The ACLU of Florida said it stands by the information it provided voters.
“We have worked to ensure that what we provide to voters about candidates’ positions are equitable. To do this, we made all of the questions mandatory on our survey, and each candidate was asked to provide a clear “Yes” or “No” to each question, which they did. We gave the candidates the option to provide additional comments but they were not required,” ACLU of Florida Communications Director Casey Bruce-White said in a written response.
“To be as equitable as possible, we have published the answers to all of the required questions on our scorecards, as we said we would on our survey (“By submitting this survey, you give permission for your responses to be made available to the public.”) We’ve gone the extra step of ensuring voters had a way to see any additional comments that were provided by publishing each questionnaire in its entirety on our website.,” she continued.
“It is not accurate for either campaign to say that we misrepresented them,” Bruce-White said.
That was before Barra joined the other two, staunching disagreeing with that conclusion.
“It is quite evident that the forum I participated in and the answers that I gave look different from the what they reported. And even their own chapter says that,” Perry said. “The only motivation that one could reasonably deduce from that is they want Monique Worrell. They have lost all their independence, and that whole thing was a farce.”
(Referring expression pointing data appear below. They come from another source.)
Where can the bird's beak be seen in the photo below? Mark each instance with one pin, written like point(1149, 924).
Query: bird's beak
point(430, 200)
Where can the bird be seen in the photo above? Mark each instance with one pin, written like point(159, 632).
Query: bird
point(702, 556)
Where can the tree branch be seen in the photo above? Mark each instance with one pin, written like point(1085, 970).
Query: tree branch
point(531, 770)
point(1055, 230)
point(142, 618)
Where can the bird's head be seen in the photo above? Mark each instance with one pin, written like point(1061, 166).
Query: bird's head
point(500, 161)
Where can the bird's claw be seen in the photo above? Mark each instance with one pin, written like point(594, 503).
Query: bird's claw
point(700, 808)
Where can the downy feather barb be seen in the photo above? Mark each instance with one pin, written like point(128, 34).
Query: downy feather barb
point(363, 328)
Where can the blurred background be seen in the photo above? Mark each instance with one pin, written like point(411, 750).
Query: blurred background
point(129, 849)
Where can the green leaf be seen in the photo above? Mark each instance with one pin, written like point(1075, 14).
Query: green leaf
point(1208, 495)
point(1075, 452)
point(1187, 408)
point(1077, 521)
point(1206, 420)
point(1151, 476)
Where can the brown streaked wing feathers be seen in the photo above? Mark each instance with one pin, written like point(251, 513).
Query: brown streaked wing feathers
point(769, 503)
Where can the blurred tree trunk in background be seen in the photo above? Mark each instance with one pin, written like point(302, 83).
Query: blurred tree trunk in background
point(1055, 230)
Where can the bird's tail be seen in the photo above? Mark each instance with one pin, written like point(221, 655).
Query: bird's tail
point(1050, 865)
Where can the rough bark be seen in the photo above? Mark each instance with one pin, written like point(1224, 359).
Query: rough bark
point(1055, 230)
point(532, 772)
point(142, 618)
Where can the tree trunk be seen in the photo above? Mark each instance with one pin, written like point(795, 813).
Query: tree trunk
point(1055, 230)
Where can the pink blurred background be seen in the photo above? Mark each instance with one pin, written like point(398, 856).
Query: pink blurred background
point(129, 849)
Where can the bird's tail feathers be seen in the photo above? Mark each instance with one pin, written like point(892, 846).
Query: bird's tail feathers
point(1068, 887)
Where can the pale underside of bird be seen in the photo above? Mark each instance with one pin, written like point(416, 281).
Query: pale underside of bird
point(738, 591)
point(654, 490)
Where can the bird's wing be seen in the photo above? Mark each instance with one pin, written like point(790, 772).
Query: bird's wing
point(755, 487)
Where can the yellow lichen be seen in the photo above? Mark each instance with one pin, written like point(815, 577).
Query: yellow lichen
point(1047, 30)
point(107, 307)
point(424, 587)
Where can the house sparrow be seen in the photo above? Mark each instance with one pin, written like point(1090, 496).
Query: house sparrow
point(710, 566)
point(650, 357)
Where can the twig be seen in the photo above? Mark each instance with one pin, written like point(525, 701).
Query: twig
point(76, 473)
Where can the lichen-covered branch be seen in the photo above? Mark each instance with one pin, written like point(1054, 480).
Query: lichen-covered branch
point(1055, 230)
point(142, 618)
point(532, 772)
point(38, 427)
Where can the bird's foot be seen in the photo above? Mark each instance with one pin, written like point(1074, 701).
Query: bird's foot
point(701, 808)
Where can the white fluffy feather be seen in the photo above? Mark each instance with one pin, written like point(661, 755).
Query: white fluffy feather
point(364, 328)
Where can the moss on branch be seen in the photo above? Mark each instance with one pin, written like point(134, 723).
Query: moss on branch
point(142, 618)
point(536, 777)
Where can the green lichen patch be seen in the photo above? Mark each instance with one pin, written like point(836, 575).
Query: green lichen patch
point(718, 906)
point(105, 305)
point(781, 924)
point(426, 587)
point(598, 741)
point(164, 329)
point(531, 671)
“I have been a lifelong Democrat, an advocate for justice, and my family has donated to the ACLU, because it has always stood for speaking truth to power and seeking justice under the Constitution. Yet what they and their political committee have done under the banner of the ACLU and its reputation for truth and fairness, is to misrepresent my positions to my own electorate and ensured voters make a decision based on false statements,” Williams stated.
Though Barra concedes she never mailed back the questionnaire, she strongly objected to the wording that she “refused to answer” since she believed she already had given complete answers to all the questions at the debate. She said she’s also made her positions clear in many other forums and in her campaign materials.
“I did answer the questions. I would never not answer a question asked about one of my positions. It definitely was a mischaracterization, in my opinion, of my role in all of this,” Barra said. “And I do think they mischaracterized the other candidates as well. I don’t like that either.”
Worrell’s campaign responded to the brouhaha by stating, “We have no coordination with what outside groups do, but are proud that our campaign’s message is penetrating throughout this town and this country.”